# Gwynedd Show brag!



## Chiantina (Oct 16, 2012)

I haven't been around much lately what with the house move and subsequent renovation but we had a fab day out at the Gwynedd Show yesterday!!

Remy got the Imperial which is his third and also got the BOB! Darcy got her first Grand, the BOB and was named Best Burmese Adult!! They did well in their sides too!!

I have also noticed that Sir Joshua Purrkins got the Olympian - well done Carol!


----------



## jo-pop (May 27, 2011)

What great results!! Well done you. You must be proud.

When is your next show?


----------



## Vixxen (Jan 13, 2009)

well done 

my NFC boy got his 2nd PC certificate there yesterday too, however the table workers didn't write one out for him so I had to come home without it and hope they give the correct info to the GCCF.....not very happy about that.


----------



## JordanRose (Mar 10, 2012)

Wow! Well done you (and cats) !! 

You must have been bowled over, I bet your cheeks hurt from beaming


----------



## jo-pop (May 27, 2011)

Vixxen said:


> well done
> 
> my NFC boy got his 2nd PC certificate there yesterday too, however the table workers didn't write one out for him so I had to come home without it and hope they give the correct info to the GCCF.....not very happy about that.


They will send you the actual Premier certificate in the post. If you don't get it in 2 weeks call the show manager and tell her which judge it is.

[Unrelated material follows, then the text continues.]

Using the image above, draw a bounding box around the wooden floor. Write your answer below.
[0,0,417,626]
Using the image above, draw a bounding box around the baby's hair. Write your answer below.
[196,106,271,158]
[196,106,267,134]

It's not the show manager who informs the GCCF of a PC. You have to apply for your title yourself when you have all 3.

Well done by the way :thumbup:


----------



## Vixxen (Jan 13, 2009)

jo-pop said:


> They will send you the actual Premier certificate in the post. If you don't get it in 2 weeks call the show manager and tell her which judge it is. It's not the show manager who informs the GCCF of a PC. You have to apply for your title yourself when you have all 3.
> 
> Well done by the way :thumbup:


I didn't mean claiming the title, show managers still have to put everything into the GCCF  as when you claim titles they do check. hopefully it will turn up in the post!  been showing for 20+ years and never had a certificate not given on the day until yesterday.


----------



## jo-pop (May 27, 2011)

Sorry I didn't read it properly, I thought you meant it was your 3rd pc and you were just waiting for your title. Sorry hun. 
I had a judge go home early ill once before she'd signed them off. Thankfully received it quickly


----------



## Chiantina (Oct 16, 2012)

jo-pop said:


> What great results!! Well done you. You must be proud.
> 
> When is your next show?


Chester on 10th August!

And yes, I am a very proud cat mummy!!


----------



## carolmanycats (May 18, 2009)

Belated congratulations on a great day!

Yes, Joshy got his Olympian, and BOC AND narrowly beaten 2 to 1 for Best pedigree pet as well so dead chuiffed with him. He also had a film crew following him round all day for a possible future series taster so was quite a star in many ways lol


----------



## Chiantina (Oct 16, 2012)

Yes, the film crew thing was a bit odd. I kept dodging them in case they wanted to talk to me as I didn't know what it was all about!


----------



## carolmanycats (May 18, 2009)

The crew was doing a supposed taster for a potential new series starring the comedy character Angelos Epithemiou (I had to Google him lol), by the time the day was over it had gone so well, apparently, that they were talking "pilot" and "some bits might be aired" instead of "taster not for broadcast"!!! How I got myself involved I am still not sure but somewhere along the line I allowed myself to be talked into it  Joshy was the true star though, he was an absolute darling with them


----------



## Chiantina (Oct 16, 2012)

How could Joshy be anything else!?! Be funny if it does air, I am definitely on camera a few times as I was stewarding so kept walking across!!


----------